Dear all,
I am interested in a scenario where I want to host two guest OSes above a bare-metal hypervisor on an ARM mobile platform. The total available memory platform is 4GB where I want to expose exclusively 2 GB of continuous RAM to each guest OS. Could you please guide me through my two below concerns:
1- in case I change the FDT (device tree) of each guest OS to reflect exclusively 2 GB of continuous memory, can I be assured that the kernel of the guest OS will only access these 2 GB, and further it is not even aware of the existence of the other 2 GB of the memory on the platform?
2- I prefer that each guest OS manage directly its memory without the intervention of the host hypervisor (in other words the guest physical address reflect the actual hypervisor physical address), in such scenario can I resort to a XenARM-like hypervisor and just disable the second stage translation in the Xen hypervisor code? Would that work or is there actually a better way to do it? Please share your experience
Best wishes.
Thanks Daith,
Yes, my intention is to remove the hypervisor translation tables so that the output of the first stage translation (intermediate physical address IPA) is directly equivalent to the machine physical address i.e. no hypervisor second stage translation. And further, each of the two guest OSes can see/access only portion of the physical memory by modifying the device tree. My point is not only for performance (though performance is one of the benefits I believe ).
I am only interested in unmodified kernel, without any kind of paravirtualization.
What do you exactly mean by stages are separately changed? is that TLB translations? in such case wouldn't performance depend on the workload memory access patterns? e.g. regularity and locality of memory accesses?
Please let me know (ARM community) what do you exactly think about my initial two questions as those are very fundamental for my project. My initial experimentation and slight code modification seem somehow encouraging but not very sure
Thank you so much.
One of the advantages of stage 2 translation is that it prevents a guest (accidentally or maliciously) accessing the resources of other guests or the Hypervisor. Without it you are relying on the two guests being well behaved. I think it fair to say that it is unlikely that an OS would map in addresses that it believed didn't have anything at them, but certainly not impossible. The question becomes why are you using virtualization to give you two guests in the first place? If, for example, it was for sandboxing then relying on them being well behaved doesn't seem like a great idea.
Second stage translation does not need to be a big overhead, and it doesn't stop you from having flat mapped addresses (i.e. IPA==PA). You said you want to give each guest 2GB of contiguous RAM. The translation table format gives the option of 1GB blocks, so that's just two entries.

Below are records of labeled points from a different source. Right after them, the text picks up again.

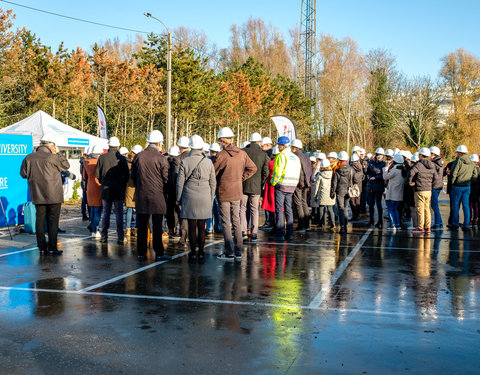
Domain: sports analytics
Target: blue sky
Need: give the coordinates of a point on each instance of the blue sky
(417, 32)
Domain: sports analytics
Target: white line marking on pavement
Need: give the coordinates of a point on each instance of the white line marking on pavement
(228, 302)
(36, 247)
(325, 291)
(120, 277)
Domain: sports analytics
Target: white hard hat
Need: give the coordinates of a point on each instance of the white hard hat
(297, 143)
(114, 142)
(320, 155)
(155, 136)
(267, 141)
(398, 158)
(406, 154)
(183, 142)
(137, 149)
(215, 147)
(325, 163)
(196, 142)
(435, 150)
(255, 137)
(462, 149)
(343, 156)
(425, 151)
(97, 149)
(174, 151)
(225, 133)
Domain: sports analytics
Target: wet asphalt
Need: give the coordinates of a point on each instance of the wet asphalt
(368, 302)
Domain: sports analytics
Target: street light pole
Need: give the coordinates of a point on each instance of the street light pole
(169, 81)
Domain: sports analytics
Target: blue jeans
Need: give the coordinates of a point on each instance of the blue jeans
(129, 217)
(95, 215)
(107, 210)
(460, 194)
(435, 208)
(392, 207)
(283, 201)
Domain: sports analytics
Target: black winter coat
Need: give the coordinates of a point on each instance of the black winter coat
(306, 174)
(375, 170)
(150, 176)
(254, 184)
(342, 179)
(112, 172)
(43, 170)
(423, 173)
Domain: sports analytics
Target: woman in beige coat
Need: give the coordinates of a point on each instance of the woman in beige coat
(321, 193)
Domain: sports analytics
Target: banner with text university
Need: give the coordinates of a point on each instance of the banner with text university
(13, 188)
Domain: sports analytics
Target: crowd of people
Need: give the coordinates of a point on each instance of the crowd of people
(196, 189)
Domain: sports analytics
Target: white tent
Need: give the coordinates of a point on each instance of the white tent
(68, 138)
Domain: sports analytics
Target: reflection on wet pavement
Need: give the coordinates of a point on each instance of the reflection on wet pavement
(413, 301)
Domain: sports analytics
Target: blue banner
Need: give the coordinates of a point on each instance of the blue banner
(13, 188)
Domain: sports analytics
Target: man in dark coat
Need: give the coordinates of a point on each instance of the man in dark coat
(150, 175)
(301, 192)
(43, 169)
(173, 211)
(252, 187)
(376, 185)
(113, 174)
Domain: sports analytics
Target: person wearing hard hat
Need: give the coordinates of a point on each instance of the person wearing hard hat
(463, 171)
(421, 177)
(267, 145)
(321, 194)
(285, 178)
(184, 147)
(173, 210)
(437, 187)
(268, 202)
(130, 194)
(232, 167)
(42, 169)
(376, 186)
(150, 175)
(396, 176)
(252, 188)
(357, 167)
(475, 192)
(301, 192)
(214, 224)
(343, 182)
(112, 173)
(94, 190)
(196, 185)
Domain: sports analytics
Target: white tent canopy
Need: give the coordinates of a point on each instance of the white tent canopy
(41, 123)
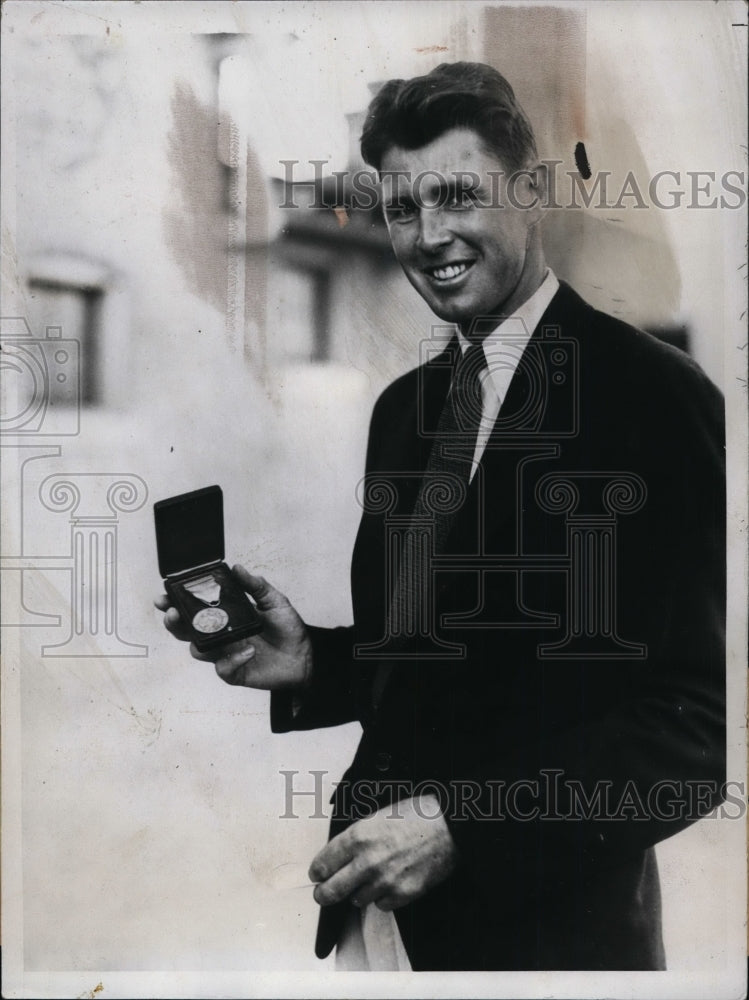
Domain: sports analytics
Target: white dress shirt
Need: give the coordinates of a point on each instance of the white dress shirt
(503, 349)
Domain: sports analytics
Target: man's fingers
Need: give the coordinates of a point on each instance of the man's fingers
(263, 593)
(336, 853)
(174, 624)
(365, 894)
(228, 667)
(343, 884)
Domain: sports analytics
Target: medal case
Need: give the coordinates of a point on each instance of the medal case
(190, 548)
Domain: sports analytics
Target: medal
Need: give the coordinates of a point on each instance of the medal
(210, 620)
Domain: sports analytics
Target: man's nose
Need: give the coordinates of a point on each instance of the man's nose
(433, 230)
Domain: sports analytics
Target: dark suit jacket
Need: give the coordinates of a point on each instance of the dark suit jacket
(605, 725)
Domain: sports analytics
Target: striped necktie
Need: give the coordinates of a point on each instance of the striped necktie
(442, 492)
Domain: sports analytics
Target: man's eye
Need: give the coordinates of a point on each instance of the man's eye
(460, 200)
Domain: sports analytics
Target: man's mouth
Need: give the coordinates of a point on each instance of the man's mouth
(448, 272)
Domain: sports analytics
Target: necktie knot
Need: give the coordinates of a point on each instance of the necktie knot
(466, 388)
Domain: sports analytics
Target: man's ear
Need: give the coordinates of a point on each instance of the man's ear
(535, 199)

The overheads of the extra translation are very small, the second stage will be cached and the whole translation will be cached after the first access. What you are talking about is a very difficult thing to do which is the reason the hardware was put in. To ensure the guest OSs do not access other areas you'd need to make any translation tables inaccessible to the guest OS and interpret any access in the hypervisor. As opposed to that the TLB does not even have to be flushed when switching between guest OS's as the VMID can be used to identify each OS.